Super Mario Brothers Candy by sonson

Here’s a quick post on an imperfect start to using video games in the classroom for teaching the soft-skills necessary for collaboration in a manner (hopefully) authentic and relevant to students’ media experience.

  • Teams of 3-4 students played New Super Mario Bros. Wii at a classroom station.
  • Teams were asked to win the most levels possible with the fewest lives lost in 20 minutes.
  • A teacher kept track of lives lost and levels won on a graphic organizer and took notes, as well, about groups’ pro- and anti-social behavior.
  • Lives could also be lost on paper for trash-talking.
  • Trash-talking was addressed whenever it occurred, and serial trash-talkers were asked to stop playing.
  • The group with the lowest lives lost to levels won ratio was awarded 3 lunch periods on the Wii.

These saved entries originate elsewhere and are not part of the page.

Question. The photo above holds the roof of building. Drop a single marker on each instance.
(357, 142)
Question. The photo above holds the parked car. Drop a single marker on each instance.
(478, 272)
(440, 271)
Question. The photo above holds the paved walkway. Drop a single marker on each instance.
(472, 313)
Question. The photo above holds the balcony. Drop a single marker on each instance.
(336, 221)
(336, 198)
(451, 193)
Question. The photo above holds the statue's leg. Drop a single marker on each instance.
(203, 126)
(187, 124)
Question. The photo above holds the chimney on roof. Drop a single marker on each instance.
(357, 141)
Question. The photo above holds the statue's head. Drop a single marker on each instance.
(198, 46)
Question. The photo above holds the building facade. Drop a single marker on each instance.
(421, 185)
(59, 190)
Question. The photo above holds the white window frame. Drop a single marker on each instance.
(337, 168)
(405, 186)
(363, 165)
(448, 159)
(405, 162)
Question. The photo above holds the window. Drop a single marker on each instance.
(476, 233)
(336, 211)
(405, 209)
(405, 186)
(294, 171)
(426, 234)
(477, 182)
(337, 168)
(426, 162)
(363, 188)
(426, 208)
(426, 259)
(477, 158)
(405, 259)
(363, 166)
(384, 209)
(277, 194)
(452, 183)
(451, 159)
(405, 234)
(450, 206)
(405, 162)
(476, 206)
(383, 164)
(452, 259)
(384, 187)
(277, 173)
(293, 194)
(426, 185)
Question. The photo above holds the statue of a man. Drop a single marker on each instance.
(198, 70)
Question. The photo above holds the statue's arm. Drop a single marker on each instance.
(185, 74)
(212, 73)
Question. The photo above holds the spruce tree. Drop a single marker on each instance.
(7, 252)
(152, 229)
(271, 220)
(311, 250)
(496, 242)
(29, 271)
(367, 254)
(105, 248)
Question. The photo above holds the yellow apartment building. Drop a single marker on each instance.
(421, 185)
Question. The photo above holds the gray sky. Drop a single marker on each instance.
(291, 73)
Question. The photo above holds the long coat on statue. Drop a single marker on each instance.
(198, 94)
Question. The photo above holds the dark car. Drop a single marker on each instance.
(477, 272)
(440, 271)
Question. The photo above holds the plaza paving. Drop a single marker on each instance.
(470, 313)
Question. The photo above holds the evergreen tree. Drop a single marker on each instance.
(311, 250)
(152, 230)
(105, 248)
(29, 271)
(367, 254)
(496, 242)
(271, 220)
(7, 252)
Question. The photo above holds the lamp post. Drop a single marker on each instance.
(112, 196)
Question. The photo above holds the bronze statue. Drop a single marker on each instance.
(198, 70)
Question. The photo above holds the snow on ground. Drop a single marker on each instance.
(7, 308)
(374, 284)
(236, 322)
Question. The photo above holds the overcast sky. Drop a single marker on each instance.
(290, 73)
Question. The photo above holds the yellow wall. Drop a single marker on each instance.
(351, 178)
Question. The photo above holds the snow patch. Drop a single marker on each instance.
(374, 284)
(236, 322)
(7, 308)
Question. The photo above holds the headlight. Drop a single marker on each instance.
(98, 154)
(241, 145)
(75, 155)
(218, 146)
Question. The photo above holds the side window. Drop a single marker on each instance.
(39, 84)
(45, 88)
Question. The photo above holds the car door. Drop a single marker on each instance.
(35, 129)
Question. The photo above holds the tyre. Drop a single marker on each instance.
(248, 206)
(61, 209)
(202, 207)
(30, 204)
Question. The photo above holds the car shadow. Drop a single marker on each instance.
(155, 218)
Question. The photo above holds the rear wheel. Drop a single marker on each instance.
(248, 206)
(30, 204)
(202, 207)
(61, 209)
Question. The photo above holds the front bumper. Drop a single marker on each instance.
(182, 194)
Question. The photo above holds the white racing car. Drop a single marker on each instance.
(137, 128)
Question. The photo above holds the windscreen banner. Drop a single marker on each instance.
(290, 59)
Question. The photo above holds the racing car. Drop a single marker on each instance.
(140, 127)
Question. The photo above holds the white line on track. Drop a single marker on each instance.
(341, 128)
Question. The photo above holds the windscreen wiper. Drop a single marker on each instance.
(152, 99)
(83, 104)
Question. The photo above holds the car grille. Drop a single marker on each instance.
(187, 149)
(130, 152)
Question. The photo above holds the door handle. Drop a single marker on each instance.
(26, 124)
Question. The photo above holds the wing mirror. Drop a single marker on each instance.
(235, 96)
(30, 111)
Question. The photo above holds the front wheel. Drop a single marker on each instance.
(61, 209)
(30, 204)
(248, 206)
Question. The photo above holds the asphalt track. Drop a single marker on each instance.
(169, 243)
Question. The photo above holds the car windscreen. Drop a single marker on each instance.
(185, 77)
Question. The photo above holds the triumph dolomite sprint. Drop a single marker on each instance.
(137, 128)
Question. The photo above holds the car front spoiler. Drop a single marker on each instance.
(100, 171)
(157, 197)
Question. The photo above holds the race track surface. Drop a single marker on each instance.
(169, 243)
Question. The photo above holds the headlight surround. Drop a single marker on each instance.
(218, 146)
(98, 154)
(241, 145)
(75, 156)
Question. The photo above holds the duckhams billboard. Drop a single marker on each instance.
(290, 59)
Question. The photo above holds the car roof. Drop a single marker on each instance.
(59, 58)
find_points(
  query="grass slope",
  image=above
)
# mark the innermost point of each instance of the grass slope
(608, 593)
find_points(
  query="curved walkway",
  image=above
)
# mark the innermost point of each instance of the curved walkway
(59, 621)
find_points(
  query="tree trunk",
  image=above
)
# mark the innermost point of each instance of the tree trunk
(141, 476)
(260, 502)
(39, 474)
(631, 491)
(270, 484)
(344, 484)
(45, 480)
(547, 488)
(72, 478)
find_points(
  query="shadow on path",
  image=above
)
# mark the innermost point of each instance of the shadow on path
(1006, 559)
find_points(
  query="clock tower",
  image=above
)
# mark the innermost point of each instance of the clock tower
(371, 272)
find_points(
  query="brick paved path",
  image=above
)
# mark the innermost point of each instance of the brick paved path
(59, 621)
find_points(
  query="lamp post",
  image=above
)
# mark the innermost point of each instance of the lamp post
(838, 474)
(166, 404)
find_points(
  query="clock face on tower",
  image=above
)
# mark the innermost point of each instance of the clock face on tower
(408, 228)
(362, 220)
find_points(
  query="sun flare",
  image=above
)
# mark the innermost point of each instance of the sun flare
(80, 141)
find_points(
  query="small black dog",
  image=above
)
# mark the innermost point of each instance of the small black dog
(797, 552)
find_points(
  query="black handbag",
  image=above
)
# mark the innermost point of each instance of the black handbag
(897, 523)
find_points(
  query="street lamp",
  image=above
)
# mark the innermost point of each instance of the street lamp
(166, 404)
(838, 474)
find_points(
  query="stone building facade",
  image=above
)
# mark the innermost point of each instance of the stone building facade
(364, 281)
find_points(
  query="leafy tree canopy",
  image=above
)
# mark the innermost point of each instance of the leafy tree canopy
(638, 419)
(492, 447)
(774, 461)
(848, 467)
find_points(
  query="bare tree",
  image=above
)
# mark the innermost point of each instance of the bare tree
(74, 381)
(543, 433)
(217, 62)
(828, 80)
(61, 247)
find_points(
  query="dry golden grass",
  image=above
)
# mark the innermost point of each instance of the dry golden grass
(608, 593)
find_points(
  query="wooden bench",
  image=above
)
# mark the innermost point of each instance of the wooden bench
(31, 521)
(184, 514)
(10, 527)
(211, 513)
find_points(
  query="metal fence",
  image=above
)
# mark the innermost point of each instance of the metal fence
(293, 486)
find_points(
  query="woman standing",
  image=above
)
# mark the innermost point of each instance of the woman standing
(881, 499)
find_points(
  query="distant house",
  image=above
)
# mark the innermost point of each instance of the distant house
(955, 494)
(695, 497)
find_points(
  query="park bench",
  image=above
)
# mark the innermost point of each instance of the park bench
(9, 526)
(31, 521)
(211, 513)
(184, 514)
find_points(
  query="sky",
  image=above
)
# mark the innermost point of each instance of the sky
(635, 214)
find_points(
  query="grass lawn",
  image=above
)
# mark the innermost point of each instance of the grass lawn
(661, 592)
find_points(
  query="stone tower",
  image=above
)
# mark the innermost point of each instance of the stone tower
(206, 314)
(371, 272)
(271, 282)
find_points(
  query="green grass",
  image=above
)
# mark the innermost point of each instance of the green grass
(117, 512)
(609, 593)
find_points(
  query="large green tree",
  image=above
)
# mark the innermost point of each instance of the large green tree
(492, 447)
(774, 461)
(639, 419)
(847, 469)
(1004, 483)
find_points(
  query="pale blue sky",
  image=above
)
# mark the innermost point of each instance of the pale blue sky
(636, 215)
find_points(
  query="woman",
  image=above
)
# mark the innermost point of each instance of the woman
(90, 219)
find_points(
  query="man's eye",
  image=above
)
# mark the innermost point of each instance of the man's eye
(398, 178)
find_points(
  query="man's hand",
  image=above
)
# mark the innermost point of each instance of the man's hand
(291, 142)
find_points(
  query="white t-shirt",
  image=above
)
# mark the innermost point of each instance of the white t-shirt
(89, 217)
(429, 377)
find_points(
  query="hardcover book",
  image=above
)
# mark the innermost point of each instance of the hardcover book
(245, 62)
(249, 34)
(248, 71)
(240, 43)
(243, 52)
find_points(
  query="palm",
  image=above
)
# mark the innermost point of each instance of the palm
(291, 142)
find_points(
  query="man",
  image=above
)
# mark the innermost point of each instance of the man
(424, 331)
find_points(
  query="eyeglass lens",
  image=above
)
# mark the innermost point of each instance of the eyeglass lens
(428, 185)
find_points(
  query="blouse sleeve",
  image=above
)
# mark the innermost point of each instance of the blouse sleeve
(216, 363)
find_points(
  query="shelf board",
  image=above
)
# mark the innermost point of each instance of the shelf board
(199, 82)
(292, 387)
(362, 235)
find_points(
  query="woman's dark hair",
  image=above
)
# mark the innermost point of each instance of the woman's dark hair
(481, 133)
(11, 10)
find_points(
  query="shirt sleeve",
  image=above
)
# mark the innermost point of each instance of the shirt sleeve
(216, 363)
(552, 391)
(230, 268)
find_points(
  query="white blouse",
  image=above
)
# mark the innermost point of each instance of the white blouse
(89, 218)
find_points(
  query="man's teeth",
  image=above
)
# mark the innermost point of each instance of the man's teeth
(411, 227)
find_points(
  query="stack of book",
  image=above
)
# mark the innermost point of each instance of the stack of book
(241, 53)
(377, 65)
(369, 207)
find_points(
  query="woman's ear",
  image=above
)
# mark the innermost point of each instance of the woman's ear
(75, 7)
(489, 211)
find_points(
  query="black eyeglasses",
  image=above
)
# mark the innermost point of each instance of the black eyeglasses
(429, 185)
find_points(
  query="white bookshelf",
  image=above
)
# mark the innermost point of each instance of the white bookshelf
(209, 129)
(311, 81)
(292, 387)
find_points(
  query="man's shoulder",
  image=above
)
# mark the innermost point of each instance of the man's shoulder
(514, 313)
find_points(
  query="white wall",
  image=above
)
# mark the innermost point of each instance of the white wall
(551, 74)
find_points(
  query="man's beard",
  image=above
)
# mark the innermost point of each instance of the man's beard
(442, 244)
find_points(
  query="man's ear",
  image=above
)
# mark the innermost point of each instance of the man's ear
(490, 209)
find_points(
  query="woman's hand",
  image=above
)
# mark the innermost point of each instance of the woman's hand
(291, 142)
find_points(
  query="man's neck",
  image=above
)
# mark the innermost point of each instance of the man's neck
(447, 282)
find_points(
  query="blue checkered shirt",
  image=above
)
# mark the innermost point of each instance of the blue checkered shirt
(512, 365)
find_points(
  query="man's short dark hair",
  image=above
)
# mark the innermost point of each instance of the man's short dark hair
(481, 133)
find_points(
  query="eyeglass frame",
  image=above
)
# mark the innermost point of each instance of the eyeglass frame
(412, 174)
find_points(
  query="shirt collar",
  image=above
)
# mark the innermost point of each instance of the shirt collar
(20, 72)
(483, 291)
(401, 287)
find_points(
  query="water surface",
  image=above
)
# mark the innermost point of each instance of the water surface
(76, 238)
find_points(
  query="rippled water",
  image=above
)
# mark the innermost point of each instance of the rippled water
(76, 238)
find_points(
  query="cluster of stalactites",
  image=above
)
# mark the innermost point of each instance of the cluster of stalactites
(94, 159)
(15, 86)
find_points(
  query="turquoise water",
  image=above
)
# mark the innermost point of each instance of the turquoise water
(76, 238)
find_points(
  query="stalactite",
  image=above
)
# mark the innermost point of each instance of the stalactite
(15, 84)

Here are our results (lives lost:levels beat, reduced to the lowest equivalent ratio):

  • Group 1 – 10:1
  • Group 2 – 6:1
  • Group 3 – 50:1
  • Group 4 – 22: 1
  • Group 5 – 15:1
  • Group 6 – 10:1

Here are comments from the groups with the lowest and highest ratios, respectively:

  • Comments from Group 2: “Backed up to easier levels; good teamwork and talk; [Student A] led them through the levels and made sure all followed.”
  • Comments from Group 3: “Students fought each other and never started working together.”

I can see that Group 3 needs some social stories work before playing together again, and that the difference between Groups 2 and 3 wasn’t necessarily the amount of communication, but the type of communication that went on between group members.  Before the next contest, I’ll use the data and observations from this activity to pose questions for students about the value of strategic thinking, positive communication, and leadership to social learning.  To help make the discussion more personally meaningful to students, I might begin by asking students to figure out the ratios and results from the data after I make it anonymous.

What do you think?  Does the competition undercut the collaboration?  Is the reward appropriate? I’ll follow up later so we can see where the activity goes and whether or not it impacts soft-skills and collaboration in the classroom.